What you are going to get is a quote from the incomparable Norbert Casteret who probably wrote more books about his experiences than any other caving author. His books launched many, including myself, into caving careers. Even now you will often find Ten Years Under the Earth in its red-covered Penguin Edition in second-hand bookshops - it must have had a tremendous print-run - and in libraries. Casteret had many adventures - however, it would seem that many of his practices would not meet with the approval of a late-twentieth century Australasian cave manager - or meet the ASF's Minimal Impact Caving and Safety Codes!

He, and/or his translator, had a vivid writing style and great breadth of knowledge including that of classical antiquity. The style is perhaps too flowery and erudite for modern audiences. In an effort to get me interested in this compulsory foreign language, French, whilst I was in high school, my father made me read the works of Casteret, Martel, Trombe, Joly and Chevalier in their native tongue. It was an interesting, but largely fruitless exercise from a high school point of view but look where it led!

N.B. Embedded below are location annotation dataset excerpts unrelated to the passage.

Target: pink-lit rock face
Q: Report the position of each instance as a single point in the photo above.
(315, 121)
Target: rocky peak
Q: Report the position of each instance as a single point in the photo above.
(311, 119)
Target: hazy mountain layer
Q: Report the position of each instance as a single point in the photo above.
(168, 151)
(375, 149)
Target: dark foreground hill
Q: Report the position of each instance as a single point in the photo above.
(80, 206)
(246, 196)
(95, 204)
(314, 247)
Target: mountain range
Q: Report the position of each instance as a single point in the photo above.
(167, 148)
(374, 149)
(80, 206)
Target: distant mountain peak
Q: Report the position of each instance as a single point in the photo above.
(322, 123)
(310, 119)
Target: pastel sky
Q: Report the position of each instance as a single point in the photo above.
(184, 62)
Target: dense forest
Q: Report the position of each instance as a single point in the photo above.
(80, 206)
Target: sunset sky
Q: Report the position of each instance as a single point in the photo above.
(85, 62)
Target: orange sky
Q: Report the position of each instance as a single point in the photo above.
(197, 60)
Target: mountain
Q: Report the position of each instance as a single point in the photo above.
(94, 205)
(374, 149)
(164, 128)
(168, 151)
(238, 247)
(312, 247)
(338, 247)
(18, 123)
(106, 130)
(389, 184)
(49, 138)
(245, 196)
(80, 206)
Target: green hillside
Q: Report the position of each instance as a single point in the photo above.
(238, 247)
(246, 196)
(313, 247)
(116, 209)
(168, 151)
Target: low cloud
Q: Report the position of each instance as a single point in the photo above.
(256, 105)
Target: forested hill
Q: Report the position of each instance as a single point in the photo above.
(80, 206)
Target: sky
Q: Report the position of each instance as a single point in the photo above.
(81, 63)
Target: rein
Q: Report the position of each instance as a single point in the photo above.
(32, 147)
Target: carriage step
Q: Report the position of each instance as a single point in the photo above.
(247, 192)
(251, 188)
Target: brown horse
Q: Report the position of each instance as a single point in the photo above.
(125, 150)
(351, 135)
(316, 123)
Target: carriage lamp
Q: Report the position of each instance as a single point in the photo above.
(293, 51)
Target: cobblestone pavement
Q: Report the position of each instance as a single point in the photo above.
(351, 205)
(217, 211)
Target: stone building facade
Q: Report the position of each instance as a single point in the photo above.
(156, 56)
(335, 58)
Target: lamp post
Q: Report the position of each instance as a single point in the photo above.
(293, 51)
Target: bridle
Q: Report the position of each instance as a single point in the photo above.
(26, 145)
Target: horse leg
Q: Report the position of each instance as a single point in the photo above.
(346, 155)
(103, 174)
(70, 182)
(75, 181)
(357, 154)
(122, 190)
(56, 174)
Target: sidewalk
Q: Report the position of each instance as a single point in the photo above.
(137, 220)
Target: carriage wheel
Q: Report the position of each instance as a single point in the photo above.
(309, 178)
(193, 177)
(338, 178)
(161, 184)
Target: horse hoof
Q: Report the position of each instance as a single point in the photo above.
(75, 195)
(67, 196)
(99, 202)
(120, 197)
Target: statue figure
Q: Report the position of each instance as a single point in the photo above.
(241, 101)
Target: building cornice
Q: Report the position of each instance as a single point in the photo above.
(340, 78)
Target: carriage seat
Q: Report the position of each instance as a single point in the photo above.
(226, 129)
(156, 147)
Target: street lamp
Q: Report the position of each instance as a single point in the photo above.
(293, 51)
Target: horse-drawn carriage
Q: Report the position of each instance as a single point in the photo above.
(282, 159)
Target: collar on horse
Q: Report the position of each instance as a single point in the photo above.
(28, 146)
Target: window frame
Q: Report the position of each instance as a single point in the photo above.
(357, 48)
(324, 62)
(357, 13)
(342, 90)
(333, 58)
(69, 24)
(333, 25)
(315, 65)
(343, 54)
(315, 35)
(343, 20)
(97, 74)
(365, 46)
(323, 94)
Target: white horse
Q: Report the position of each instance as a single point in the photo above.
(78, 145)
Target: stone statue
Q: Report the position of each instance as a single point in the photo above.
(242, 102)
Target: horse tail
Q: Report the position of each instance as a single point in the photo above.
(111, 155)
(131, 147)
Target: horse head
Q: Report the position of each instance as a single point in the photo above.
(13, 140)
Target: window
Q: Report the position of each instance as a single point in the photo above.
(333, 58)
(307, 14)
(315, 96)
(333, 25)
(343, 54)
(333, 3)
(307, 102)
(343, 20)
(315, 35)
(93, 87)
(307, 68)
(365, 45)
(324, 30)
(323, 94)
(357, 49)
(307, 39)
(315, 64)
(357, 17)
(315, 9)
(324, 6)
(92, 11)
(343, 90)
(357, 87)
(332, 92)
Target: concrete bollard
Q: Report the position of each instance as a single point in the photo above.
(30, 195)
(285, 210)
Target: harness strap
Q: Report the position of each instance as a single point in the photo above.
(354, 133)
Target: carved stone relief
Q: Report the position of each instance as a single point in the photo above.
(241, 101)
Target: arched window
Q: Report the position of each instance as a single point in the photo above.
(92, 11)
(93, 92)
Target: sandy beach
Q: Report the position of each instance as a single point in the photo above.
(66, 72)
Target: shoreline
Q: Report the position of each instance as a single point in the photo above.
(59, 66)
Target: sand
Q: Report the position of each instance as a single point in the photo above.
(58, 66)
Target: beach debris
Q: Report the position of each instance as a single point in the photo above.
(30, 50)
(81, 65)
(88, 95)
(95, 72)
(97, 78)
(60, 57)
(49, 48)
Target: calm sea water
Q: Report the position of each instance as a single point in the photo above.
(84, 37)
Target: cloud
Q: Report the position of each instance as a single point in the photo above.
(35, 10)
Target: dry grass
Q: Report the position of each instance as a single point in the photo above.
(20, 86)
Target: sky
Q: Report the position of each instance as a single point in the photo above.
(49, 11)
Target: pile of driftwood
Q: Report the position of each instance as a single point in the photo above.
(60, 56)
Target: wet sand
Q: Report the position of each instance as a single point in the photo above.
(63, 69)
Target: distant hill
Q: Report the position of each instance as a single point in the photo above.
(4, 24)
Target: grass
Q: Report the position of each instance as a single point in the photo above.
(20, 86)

Casteret died in 1986 or 1987 and there is an interesting last interview and obituary in the Transactions of the British Cave Research Association in mid-1987 - if my memory serves me correctly - if anyone knows the correct reference or has copies I would like to hear from them. Try to get hold of Casteret's books - they are worth dipping into. Here is what he had to say about helictites:

In a few rare caverns there are extraordinary irregular stalactites, apparently defying the laws of gravity, and entirely apart from the usual blade (tapering) shape; they are called helictites...... Their chemical composition is that of ordinary stalactites, but the laws governing their formation and structure are still almost a complete mystery. There are several theories, all quite possibly wrong. These stalactites are a flamboyance of nature,. they are disconcerting and fairy-like, daring and fantastic. They are usually thin, almost thread-like, hanging vertically from the ceiling; suddenly, for no reason, they bend sharply, rise at an acute angle or in a spiral, fling out tentacles in all directions; they cling to neighbouring stalactites, only to free themselves again, and sometimes touch the ceiling from which they hang.
Helictites, of course, are the work of calcium carbonate dissolved in water, but know one knows how the work is done. There has been talk of air currents, of capillary or crystallization phenomena, of a colloid state. The most likely hypothesis seems to be that of some yet unexplained kind of osmosis. Osmosis in plants and colloid solutions in a displacement of molecules despite gravity and inertia.
But osmosis has been observed in only the animal and vegetable kingdoms: must we carry it over to the mineral kingdom, breaking down an otherwise inviolable barrier, and likening inorganic to organic cells?
The ancients imagined this possibility, and boldly took the step which gives us pause: they believed in a sort of mineral life. It may have been a dream, ignorance or prescience; but already we have had to return to such ancient concepts as transmutation and catalysis (from alchemy), and opotherapy [treatment with gland extracts] in medicine. Must we explain helictites by the ancient and no doubt empirical concept of "vegetation of minerals"?
Abbe A. Glory, a distinguished speleologist, has proposed an ingenious theory, too technical to explain here, based on the laws of equilibrium, capillarity, and convection, and on evaporation, crystallization, and gravity.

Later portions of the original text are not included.